Die erste große Enttäuschung, die Islamkonvertiten gemeinhin erfahren, sind die Muslime. Die Schuld daran ist sicherlich beiderseitig zu suchen, einerseits weil Konvertiten ihren religiösen Weg oft mit frischer Überzeugung und großem Enthusiasmus beginnen und geneigt sind alle anderen Muslime am eigenen hohen Maßstab zu messen (was eindeutig falsch ist). Andererseits aber befindet sich die muslimische Gemeinde in dieser speziellen Epoche in einer besonders prekären Lage; wirtschaftlich, gesellschaftlich als auch politisch, was sich extrem auf die Moral auswirkt und dazu führt, dass gerade aus der muslimischen Welt und aus muslimischen Communities viel Negatives zu berichten und zu erleben ist.

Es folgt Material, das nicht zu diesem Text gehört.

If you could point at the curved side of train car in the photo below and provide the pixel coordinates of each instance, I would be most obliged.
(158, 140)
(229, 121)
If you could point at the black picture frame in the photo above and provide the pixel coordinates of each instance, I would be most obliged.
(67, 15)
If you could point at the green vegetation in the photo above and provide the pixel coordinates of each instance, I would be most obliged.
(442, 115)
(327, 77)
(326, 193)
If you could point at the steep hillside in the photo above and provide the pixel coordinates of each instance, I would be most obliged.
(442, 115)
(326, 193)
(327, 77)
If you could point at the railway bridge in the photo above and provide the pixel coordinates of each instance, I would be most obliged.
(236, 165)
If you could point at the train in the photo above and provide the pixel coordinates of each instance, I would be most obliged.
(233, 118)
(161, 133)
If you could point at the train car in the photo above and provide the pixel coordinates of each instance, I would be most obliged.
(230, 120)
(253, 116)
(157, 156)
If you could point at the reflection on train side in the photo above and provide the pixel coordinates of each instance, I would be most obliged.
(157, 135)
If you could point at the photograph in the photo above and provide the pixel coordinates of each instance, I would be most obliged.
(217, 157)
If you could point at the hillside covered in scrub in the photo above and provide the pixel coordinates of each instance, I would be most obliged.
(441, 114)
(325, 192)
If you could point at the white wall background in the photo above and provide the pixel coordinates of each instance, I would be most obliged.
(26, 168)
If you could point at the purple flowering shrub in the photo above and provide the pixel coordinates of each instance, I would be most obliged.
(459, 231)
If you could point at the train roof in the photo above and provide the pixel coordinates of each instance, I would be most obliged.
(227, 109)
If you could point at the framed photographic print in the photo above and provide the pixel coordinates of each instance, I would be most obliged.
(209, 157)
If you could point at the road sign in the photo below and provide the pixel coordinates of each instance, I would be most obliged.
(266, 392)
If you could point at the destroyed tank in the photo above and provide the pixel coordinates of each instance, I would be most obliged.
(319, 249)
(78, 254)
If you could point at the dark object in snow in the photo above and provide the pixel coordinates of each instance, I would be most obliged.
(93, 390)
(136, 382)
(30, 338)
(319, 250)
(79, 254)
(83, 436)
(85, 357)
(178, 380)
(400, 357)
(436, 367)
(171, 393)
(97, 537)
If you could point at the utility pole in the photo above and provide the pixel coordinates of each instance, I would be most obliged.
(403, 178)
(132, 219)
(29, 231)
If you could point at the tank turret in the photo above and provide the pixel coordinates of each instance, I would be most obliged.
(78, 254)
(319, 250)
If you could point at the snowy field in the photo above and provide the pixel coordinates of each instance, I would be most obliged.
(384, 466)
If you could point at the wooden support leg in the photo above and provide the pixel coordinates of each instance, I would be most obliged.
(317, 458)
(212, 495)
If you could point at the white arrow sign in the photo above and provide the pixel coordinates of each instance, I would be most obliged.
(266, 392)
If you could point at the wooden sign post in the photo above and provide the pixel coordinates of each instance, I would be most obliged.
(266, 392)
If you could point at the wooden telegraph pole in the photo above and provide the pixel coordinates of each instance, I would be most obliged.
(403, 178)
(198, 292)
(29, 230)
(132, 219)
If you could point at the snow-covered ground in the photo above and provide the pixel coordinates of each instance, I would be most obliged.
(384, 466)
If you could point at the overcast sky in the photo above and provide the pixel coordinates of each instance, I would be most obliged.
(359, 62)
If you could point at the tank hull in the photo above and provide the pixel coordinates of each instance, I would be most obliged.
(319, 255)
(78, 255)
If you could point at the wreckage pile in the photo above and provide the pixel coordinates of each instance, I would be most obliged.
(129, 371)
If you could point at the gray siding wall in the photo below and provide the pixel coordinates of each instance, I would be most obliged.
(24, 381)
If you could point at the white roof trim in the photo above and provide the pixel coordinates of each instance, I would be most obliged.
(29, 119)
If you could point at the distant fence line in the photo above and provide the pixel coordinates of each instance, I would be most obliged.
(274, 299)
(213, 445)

Wer nun den Islam nicht in erster Linie wegen seiner Botschaft annahm, sondern wegen den Muslimen, die sich ihm gegenüber – bspw. in der Werbung für den Islam (sprich: Dawa) – ganz anders präsentierten und den Zustand der Muslime (weil sie angeblich der Wahrheit folgen) viel blumiger darstellten, dann kann diese erste große Enttäuschung durchaus dazu führen, dass ein Konvertit den Islam wieder verlässt. Dies habe ich in den letzten 13 Jahren leider viel zu häufig erleben müssen.
Ein Problem ist bspw. der Zweifel am Islam des Konvertiten (bis hin zum Takfir) durch unwissende Mitglieder bestimmter muslimischer Communites, weil der Konvertit weiß ist. Ich selbst musste das nicht direkt erleben, weil ich eine arabische Muslima geheiratet habe und meine Frau & Kinder PoC sind, aber von weißen Konvertiten die unter sich heiraten oder während der Konversion bereits verheiratet waren, habe ich so etwas leider schon hören müssen, besonders ihren Kindern wird in der Schule u.a. von türkischen/arabischen/albanischen Kindern oft das Muslimsein abgesprochen und auch einigen muslimischen Communities scheinen rein weiße musl. Familien manchmal suspekt und man hält zumindest Distanz.
Mir sind auch Fälle von schwarzen Konvertiten bekannt, die aufgrund des antischwarzen Rassismus in vielen muslimischen Communities entsetzt waren, und auch hier ist mir mindestens ein Fall bekannt, bei dem diese Erfahrung zum Verlassen des Islams führte.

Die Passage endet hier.